There has been some high-powered academic research about the exact age when people start forming memories. The result of all that exalted study is that long-lasting recollections begin at different ages for different folks. I could probably have saved those researchers a lot of time and money by telling them to look through their parents’ old black and white Kodak photos. There’s a big cardboard box of those faded pictures in a closet at the house. I can sift through them and just about pinpoint the time when my brain started recording things that could be recalled years later. One thing I discovered is that I don’t remember anything that happened before the age of three. There are pictures of me with my mother’s mother. They show her pulling me in a wagon, helping me build a snowman and pushing me on a tricycle. She died just as I turned three, and I don’t have any memories of her except for the things my mother told me about her visits and the times she took me to stay at her house in Bastrop. All of my images of her come from the pictures.

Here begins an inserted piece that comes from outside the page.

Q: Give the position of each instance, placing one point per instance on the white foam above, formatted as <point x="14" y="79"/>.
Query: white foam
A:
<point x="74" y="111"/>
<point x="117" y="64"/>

There are some other old photos of me when I was three with my arm in some kind of sling. My folks told me I fell from a sofa, broke my collarbone and was in terrible pain for a few weeks. Thank goodness I don’t remember any of that either But there are other snapshots dated when I was five or six of things I vividly recall. Things like gathering mayhaws at a little creek for my folks to make jelly and of an old uncle who brought a pet monkey to our house. My mother was appalled. Communities had air raid drills during World War II, and I remember those. Sirens blared from the nearby paper mill, and people had to turn off their lights. My family got in the hall with a flashlight and closed all the doors to the hallway. It was frightening. I was just six when the war ended, but I remember my Uncle Buddy coming home from Europe in his uniform.

There are photos of me in the khaki, rectangular overseas cap he gave me. I wore it for years. My mother took me to Calvary Baptist Church every Sunday from the week I was born. After kids started to school, they had to leave the children’s area and go into the sanctuary for “big church.” I remember having a hard time seeing the preacher around the big hats Miss Irma wore with the plastic fruit on them. By the way, starting to school back then meant the first grade. If we had kindergarten or pre-school, I didn’t know about it. Now our three-year-old granddaughter Charlee is already in school and will be “Chef of the Day” next week. We have to eat there that day. I recall taking my lunch to school in a brown paper bag in the first grade and trying to trade my peanut butter and jelly sandwich for the biscuit and bacon that a boy named Denver brought. We got a cafeteria later on, and they had milk in little glass bottles. There are a lot of birthday pictures in the box, and I remember those events and the kids in the photos. There were no bakeries, so my mother made the cakes. We couldn’t slam a door or run in the house when cakes were baking, because she said they would “fall.” My mother would make party pictures with her Kodak box camera and take the film to the drug store to be developed. We got the pictures in a week or so. My grandkids will do a cartwheel now and text me a photo of it a few seconds later. A picture of my younger cousin reminded me of a vacation trip with our mothers. The car was not air-conditioned, and the windows were down. She threw some socks out. I told her mother, who called me a tattle tale. She tossed out the rest of her clothes a piece at a time. Her mother was mad because I didn’t tell her. There are memories of men coming to the house even before I started school to deliver coffee, collect insurance payments and sell cookware, encyclopedias and vacuum cleaners. They would dump dirt on my mother’s waxed wood floor and then vacuum it up. I looked up information in those World Books all through school to do homework. The internet made them extinct, but I liked the ink and slick paper smell of the encyclopedias. Pictures show that my memory started at about school age. It stops when I’m looking for my car at Wal-Mart.